In discussing the failure of Western feminism, she writes: "The theoretical and practical struggle against unity-through-domination or unity-through-incorporation ironically not only undermines the justifications for patriarchy, colonialism, humanism, positivism, essentialism, scientism, and other unlamented -isms, but all claims for an organic or natural standpoint. I think that radical and socialist/Marxist-feminisms have also undermined their/our own epistemological strategies and that this is a crucially valuable step in imagining possible unities. It remains to be seen whether all “epistemologies” as Western political people have known them fail us in the task to build effective affinities" (pg. 124).
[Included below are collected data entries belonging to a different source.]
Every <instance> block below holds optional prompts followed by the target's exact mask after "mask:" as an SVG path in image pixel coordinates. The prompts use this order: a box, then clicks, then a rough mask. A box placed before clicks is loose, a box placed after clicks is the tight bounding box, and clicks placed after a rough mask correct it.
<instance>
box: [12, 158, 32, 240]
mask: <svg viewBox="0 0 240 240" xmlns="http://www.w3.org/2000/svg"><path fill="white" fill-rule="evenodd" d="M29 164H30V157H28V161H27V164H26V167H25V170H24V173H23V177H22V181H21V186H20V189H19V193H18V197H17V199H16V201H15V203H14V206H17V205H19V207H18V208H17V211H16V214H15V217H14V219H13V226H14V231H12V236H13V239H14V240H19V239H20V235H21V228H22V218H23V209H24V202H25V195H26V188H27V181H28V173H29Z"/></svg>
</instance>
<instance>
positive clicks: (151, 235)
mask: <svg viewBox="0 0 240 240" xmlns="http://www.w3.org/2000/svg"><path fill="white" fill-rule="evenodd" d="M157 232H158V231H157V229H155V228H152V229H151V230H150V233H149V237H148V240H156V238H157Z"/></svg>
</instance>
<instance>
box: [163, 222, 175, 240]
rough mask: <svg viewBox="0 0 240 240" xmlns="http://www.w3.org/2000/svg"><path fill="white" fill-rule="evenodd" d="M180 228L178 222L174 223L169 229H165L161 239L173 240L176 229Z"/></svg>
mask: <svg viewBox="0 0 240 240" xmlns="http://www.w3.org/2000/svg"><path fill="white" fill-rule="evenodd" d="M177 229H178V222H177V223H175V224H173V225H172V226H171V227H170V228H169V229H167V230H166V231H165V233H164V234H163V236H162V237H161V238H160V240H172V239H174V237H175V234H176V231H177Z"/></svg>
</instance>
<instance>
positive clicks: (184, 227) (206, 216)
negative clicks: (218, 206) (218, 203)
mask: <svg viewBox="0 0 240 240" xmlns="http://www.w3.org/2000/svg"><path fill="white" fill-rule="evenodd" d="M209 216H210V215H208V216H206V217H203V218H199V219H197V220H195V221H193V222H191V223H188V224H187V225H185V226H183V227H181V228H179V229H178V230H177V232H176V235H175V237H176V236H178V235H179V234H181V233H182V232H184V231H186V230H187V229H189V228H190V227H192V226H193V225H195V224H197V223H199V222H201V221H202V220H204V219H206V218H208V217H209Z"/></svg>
She criticizes Catharine A. MacKinnon's radical feminism in its essentialist and reductionist quality. MacKinnon's approach looked not at Marxist class but at gender/sex as a product of patriarchy, where men appropriate women sexually. The construction of woman is inherently one of another's (men's) desire. Sexual objectification is the consequence of the construction of sex/gender; existence as women is sexual appropriation. Haraway calls this theory "totalizing in the extreme," "obliterat[ing] the authority of any other women’s political speech and action" (pg. 126). She damns it as "even more authoritarian doctrine of experience" (pg. 126). In these feminisms, Haraway calls out the "embarassed silence" on issues of race: "There was no structural room for race (or for much else) in theory claiming to reveal the construction of the category woman and social group women as a unified or totalizable whole" (pg. 127).

She describes the new labor economy, Richard Gordon's "homework economy," which has resulted in a feminization of all labor. "Work is being redefined as both literally female and feminized, whether performed by men or women. To be feminized means to be made extremely vulnerable; able to be disassembled, reassembled, exploited as a reserve labor force; seen less as workers than as servers; subjected to time arrangements on and off the paid job that make a mockery of a limited work day; leading an existence that always borders on being obscene, out of place, and reducible to sex" (pg. 133). This new world order of capitalism is made possible because of new technologies and how they enable control of even dispersed labor. New technologies are deeply entrenched in privatization, the synthesis of "militarization, right-wing family ideologies and policies, and intensified definitions of corporate (and state) property as private" (pg. 135).

These new technologies impact the social relations of sexuality and reproduction, viewing the body as a utility-maximizing machine. She calls for a socialist-feminist engagement with science and technology and how it shapes and interacts with politics. The figure of the cyborg urges feminism to move beyond traditional gender politics. She hopes for "the utopian dream of the hope for a monstrous world without gender." She argues that a cyborg imagery can help with two things: "First, the production of universal, totalizing theory is a major mistake that misses most of reality ... and second, taking responsibility for the social relations of science and technology means refusing an anti-science metaphysics, a demonology of technology, and so means embracing the skilful task of reconstructing the boundaries of daily life, in partial connection with others, in communication with all of our parts ... Cyborg imagery can suggest a way out of the maze of dualisms in which we have explained our bodies and our tools to ourselves" (pg. 147).